The machine learning database was developed utilizing the FloPy package in conjunction with Python. A variety of tools exist for developing models, encompassing Python-based packages for plotting, manipulating arrays, optimizing, and analyzing data. In particular, FloPy was chosen for creating GCW numerical models due to its adaptability in handling MODFLOW and MODPATH packages via coding29. By entering varied parameter values, we derived diverse characterization indicators for GCW, leading to the creation of a database. Ultimately, the FloPy program efficiently produced over 3000 samples suitable for machine learning applications. An in-depth account of how the database was developed is provided in the supplementary material.

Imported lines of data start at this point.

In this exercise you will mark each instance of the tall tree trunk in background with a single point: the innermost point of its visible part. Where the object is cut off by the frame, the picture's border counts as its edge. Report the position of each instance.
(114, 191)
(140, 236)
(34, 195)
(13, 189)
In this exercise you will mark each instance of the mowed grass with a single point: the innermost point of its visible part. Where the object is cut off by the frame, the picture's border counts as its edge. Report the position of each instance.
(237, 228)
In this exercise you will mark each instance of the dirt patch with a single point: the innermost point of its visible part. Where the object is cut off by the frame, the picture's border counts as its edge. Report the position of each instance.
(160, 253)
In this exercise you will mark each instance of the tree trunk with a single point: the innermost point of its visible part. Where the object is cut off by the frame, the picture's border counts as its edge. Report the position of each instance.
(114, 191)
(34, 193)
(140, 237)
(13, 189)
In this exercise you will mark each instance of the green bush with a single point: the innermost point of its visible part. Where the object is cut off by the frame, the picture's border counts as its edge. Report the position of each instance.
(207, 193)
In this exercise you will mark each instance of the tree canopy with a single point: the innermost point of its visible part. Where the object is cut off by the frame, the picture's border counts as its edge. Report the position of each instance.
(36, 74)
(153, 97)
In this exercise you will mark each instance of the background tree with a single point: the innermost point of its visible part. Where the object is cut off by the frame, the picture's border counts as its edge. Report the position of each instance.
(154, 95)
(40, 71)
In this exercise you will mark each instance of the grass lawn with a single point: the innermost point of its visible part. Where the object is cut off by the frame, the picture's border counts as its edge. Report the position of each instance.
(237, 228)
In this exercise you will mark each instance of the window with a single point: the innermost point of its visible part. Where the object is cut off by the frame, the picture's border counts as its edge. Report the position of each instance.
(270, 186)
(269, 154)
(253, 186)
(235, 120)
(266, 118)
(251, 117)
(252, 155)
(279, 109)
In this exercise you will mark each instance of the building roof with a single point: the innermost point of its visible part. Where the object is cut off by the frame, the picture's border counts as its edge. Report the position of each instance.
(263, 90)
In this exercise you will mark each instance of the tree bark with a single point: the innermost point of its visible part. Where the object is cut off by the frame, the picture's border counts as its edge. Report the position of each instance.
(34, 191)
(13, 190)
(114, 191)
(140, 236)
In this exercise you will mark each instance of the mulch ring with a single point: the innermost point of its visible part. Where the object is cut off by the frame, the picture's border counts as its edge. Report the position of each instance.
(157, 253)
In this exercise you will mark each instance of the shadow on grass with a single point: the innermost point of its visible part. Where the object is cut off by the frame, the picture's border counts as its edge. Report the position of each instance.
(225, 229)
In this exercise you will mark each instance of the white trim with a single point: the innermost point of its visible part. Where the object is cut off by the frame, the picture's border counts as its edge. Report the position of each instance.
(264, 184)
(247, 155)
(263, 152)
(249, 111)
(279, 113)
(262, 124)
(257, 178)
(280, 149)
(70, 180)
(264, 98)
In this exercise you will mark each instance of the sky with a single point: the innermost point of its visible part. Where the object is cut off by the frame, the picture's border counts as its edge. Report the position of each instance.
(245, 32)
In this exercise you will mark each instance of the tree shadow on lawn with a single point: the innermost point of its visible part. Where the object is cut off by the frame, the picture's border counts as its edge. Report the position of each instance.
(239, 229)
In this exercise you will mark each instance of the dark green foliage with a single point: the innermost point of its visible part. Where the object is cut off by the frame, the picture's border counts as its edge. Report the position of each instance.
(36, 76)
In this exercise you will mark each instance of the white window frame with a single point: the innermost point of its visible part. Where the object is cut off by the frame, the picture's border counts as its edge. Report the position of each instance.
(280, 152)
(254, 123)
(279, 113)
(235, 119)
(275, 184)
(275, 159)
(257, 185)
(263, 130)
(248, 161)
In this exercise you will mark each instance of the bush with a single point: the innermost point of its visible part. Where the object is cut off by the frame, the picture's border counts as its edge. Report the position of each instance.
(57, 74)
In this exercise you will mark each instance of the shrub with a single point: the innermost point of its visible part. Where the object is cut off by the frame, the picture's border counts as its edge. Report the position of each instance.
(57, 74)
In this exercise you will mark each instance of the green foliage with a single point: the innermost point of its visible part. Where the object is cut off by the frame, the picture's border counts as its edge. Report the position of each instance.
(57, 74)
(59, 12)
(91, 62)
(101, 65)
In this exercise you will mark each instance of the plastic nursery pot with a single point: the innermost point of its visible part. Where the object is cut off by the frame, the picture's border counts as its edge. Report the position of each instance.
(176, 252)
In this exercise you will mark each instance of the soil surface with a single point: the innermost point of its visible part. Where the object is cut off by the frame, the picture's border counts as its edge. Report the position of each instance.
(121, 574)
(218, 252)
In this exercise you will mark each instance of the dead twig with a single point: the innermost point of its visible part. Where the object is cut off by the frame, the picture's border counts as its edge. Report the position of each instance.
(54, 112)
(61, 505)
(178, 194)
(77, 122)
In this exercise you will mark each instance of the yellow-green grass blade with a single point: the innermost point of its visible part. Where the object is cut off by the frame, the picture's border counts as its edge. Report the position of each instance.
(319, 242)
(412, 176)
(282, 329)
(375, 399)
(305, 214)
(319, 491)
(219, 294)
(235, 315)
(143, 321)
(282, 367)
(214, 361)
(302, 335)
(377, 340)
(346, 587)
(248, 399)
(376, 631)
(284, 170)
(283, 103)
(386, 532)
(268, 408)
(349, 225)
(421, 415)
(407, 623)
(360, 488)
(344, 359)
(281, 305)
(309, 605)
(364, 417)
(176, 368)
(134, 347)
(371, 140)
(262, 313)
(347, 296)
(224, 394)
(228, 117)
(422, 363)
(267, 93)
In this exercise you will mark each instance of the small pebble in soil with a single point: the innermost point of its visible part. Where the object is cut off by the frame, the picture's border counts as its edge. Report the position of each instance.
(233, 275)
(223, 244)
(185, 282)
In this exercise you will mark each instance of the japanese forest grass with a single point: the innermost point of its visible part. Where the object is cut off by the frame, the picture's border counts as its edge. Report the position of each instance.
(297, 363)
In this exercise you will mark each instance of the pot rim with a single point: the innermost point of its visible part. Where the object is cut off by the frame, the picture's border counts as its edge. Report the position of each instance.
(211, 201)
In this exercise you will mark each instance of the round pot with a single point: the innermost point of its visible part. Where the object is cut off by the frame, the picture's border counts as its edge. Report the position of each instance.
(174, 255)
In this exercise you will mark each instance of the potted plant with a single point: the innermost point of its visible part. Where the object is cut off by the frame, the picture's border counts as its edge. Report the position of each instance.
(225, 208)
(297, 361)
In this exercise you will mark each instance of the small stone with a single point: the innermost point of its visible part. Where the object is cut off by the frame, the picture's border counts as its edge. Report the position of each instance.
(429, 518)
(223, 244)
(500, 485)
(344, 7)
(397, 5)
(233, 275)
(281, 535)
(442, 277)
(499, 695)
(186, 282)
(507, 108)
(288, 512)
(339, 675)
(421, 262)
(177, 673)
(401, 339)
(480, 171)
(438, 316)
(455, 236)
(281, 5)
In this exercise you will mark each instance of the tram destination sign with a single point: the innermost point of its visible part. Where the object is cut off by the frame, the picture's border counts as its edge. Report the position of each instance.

Machine learning approaches

According to the views of formal researchers and the preliminary work of this study30,31, the key indicators R and Pr were designed as the output variables. The influence variables M, Q, I, μ, n, a, and L were set as the input variables. A reliable and effective database is important to the performance and the conclusion of machine learning. So, data cleaning before training plays a crucial role in the realm of machine learning. Box plots were used to eliminate abnormal values, and NaN (not a number), rather than numerical ones, were removed. Following the cleaning of data, the database was divided randomly into two groups; after several trials, the model results were found to be optimal for 80% and 20% of the data assigned to the training and test sets, respectively. Utilizing the training dataset, the model was trained to derive the functions linking the input and output variables. The test dataset was applied to assess the model’s forecasting capabilities.

Database preprocessing

The application of computer technology to imitate human learning activities is a relatively new field of research18,32. A variety of analytical techniques are utilized within machine learning algorithms to construct related models. Each of these models is employed to deduce new tasks form the data.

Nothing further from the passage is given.